「明確なモチーフ」に注目! ワンランク上の擬人化テクニック

「明確なモチーフ」に注目! ワンランク上の擬人化テクニック

「擬人化」とは、動植物や無機物など人ではないものを人に見立ててキャラクターを生み出すことを指します。


お絵描きサイト『pixiv』『ニコニコ静画』などでも擬人化作品は数多く投稿されており、既に挑戦したことがある方も多いかもしれません。

 

実は、たったひとつの簡単なポイント押さえるだけで元のイラスト感のイメージを損なわずに描けることをご存じですか?


今回は、こちらの「光の剣」を元に

  • 剣に宿る精霊風のキャラクター
  • 性別:女性

という設定で擬人化されたキャラクターを描いてみます。イラストの「意図」を一緒に考えてみましょう。

 

下準備:要素の整理

目に入ったものから「なんとなく描き始める」のはNG


的確なアイデアを出す為にまずは、元のイラストを正しく認識することから始めます。

印象的な要素を洗い出す

  • イラストがどんな要素、素材で構成されているのか
  • パーツを分解した際にどれが特に目立つか

を分析します。

 

イラストを見ると

  • 金×青の配色
  • 羽根
  • ワンポイント:宝石、ベルト、紋様、リング

というモチーフが印象的ですね。この中で特に目立つ物を2~3点に絞り、メインとなるモチーフを決めます

「メインモチーフ」を明確に決める、それだけ!

擬人化で必須のポイントは、実はこれだけ。すごくシンプルですね。


特に

  • イラストで最も大きく描かれているもの(画面の中で最も面積が大きいもの)
  • 繰り返して表現されているもの

は、最も重要なパーツとなるので必ずチェックしてください。

今回のイラストの場合

  • 最も大きい刃先の配色:青×金
  • 3か所取り入れられている「羽根」

が印象的なので、このふたつメインモチーフとして使います。


羽根は天使を連想させ、神聖さや美しさを表現しやすい要素なので光の剣のイメージとも合致しそうですね。

作者の意図を想像する

少し難しいテクニックですが

  • メインモチーフはどのような意図で描かれたのか
  • 作者が推したいポイントはどこか

という「作者の狙い」を意識できると、より良いイラストになります。

いざ擬人化を描く

擬人化で重視されるのは「元のビジュアルを上手くキャラクターに取り入れているか」です。

 

元のイラストと擬人化キャラの関連性を出す為に

  • メインモチーフ(羽根)の装飾を多く入れる
  • 青×金という配色を揃える

というポイントを重視して制作します。

モチーフ1:羽根のフォルムは目立たせたい部分に使う


キャラクターイラストでは、顔に視線が集まりやすいので羽根をあしらった装飾を顔回りにふんだんに取り入れました。


また、宝石部分は元の剣で使用されているグリーンとブルーをスポイトツールで抽出して使い、元イラストのアクセントとして加えました。
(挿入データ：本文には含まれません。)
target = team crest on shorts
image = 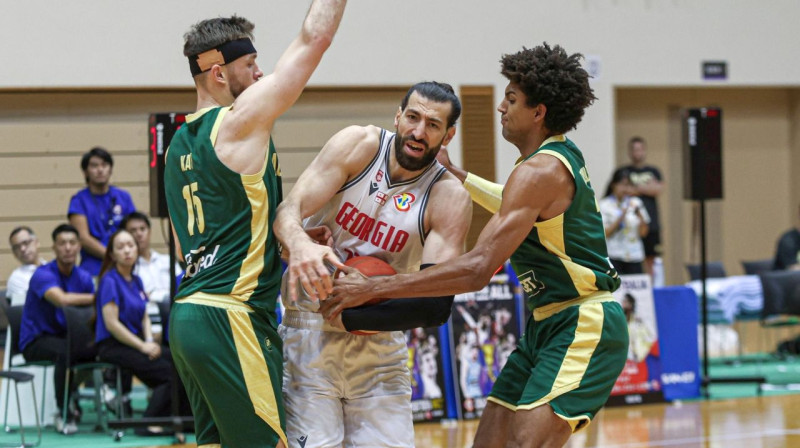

バストアップでトリミングしても、「光の剣」の擬人化ということがわかりますね。

モチーフ2:剣の模様をパターン化

 


剣の模様を布の柄として衣装に取り入れました。

  • 青い布
  • 繰り返し使う金のモチーフ

によって、剣の配色である青×金の組み合わせを強調しました。

モチーフ3:甲冑や細部のデザインにも装飾品と配色を使う


肩当ての配色は、剣の持ち手に使われた白×金の組み合わせにしました。


こうした細かな部分を描く場合でも、元の色やデザインを積極的に入れることで全体のまとまりが出やすくなります

モチーフ4:全体の印象にも要素をプラス

最後の仕上げに

  • 背中に大きな翼
  • 装飾、フリルの一部にも羽根を意識したデザイン
  • 金×青×白のエフェクト

をプラスして、とても豪華な擬人化イラストに仕上がりました。

密度が高いイラストでも、メインモチーフ、メインカラーのふたつを抑えることで元イラストをわかりやすく連想させることができます。

その他のバリエーション

他のモチーフを使ってもOK

模様、剣の流線型のフォルム、ベルトなど印象的な他の要素をメインにしても良いですね。メインモチーフによって表現が大きく変わる点も、擬人化ならでは面白みと言えます。

注意!メインにしにくい要素

宝石は汎用性が高い素材なので、メインにすると個性が出しにくいです。アクセントとして使うなど、使用する部分を限定しましょう。是非、素敵な擬人化イラストを制作してみてくださいね。